The naive version above counts. The version I run now does a few more things, all of which were responses to a real frustration:

It groups by extracted fields. If a pattern has named captures, the counts are kept per distinct value. So failed_login produces a per-user, per-source count, not just a total. This is the thing that lets me see "all 8,412 failed logins are for user root from a single source" rather than "8,412 failed logins".

It bounds the report to a date range. Default: last 24 hours. Override with --since and --until.

It supports threshold-only output. --min-count 10 excludes patterns that have fewer than 10 hits. This is the difference between a digest with 200 lines (most of which are single events) and a digest with 12 lines that highlight what is actually unusual.

It runs from cron and emails me. Every morning at 6 AM, the previous 24 hours of logs are summarised and mailed to me. The reading takes 90 seconds.

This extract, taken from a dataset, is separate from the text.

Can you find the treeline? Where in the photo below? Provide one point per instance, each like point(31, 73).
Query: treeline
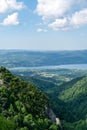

What it has actually caught

A fortnight of running this on my own modest infrastructure has caught:

Two days when failed login attempts to SSH spiked to over a thousand from a single IP. (A scanner running through a list of common passwords. Failed, harmlessly, because I disabled password authentication.)
A handful of GET requests with very long URLs, characteristic of buffer overflow attempts against IIS. (Not directed at me — I do not run IIS — but the scanner clearly does not check what server it is hitting first.)
One genuinely interesting case where a script kiddie was probing for vulnerable versions of about 30 different CGI scripts in turn from the same IP. The pattern of probes told me they were running a mass scanner; the timing told me they were going through a long list slowly to avoid rate-limiting.

None of these are emergencies. All of them are the kind of activity a sensible operator wants to be aware of. Without the scanner, I would not have been.

What this kind of tool is not good at

Three things, in increasing order of severity.

Real-time alerting. This is a daily-batch tool. If something needs to wake you up at 3 AM, you want a different system. The right architecture is a fast in-line filter (something like tail -F | grep) that pages on truly urgent patterns, plus this kind of digest for everything else.

Behavioural baselines. The scanner cannot tell that yesterday was unusual unless you encode "unusual" as an explicit threshold. Most genuinely interesting attacks would not match a static threshold; they look normal in absolute terms but unusual compared to the baseline for that user/host/time. Real intrusion detection — the academic kind — has been working on this for years and is hard.

Cross-log correlation. Each log is processed independently. If an attacker is probing me on the web, then trying SSH, then sending mail spam, three different logs each show one phase. The scanner does not connect them. Doing so well requires a more sophisticated data structure than a per-pattern count.

For the level of threat I am facing, the scanner is enough. For something more serious, the next stop is real intrusion detection, with Snort on the network and a more sophisticated analysis layer above the logs.

A small philosophical aside

The interesting thing about writing this scanner was not the writing. It was the choosing.

Deciding what patterns to alert on, what thresholds to set, what fields to extract — these are the actual work. The Perl is incidental. The same exercise in any other language — Python, awk, even shell — would produce a tool of similar utility. The discipline is in figuring out what you actually want to know.

This is the part that the commercial tools do not give you. They come with hundreds of preset rules; the rules are mostly fine; deciding which of them to enable for your environment is still your job. The tool only saves you the writing of the regexes.

Which is, at the end of the day, the easy part.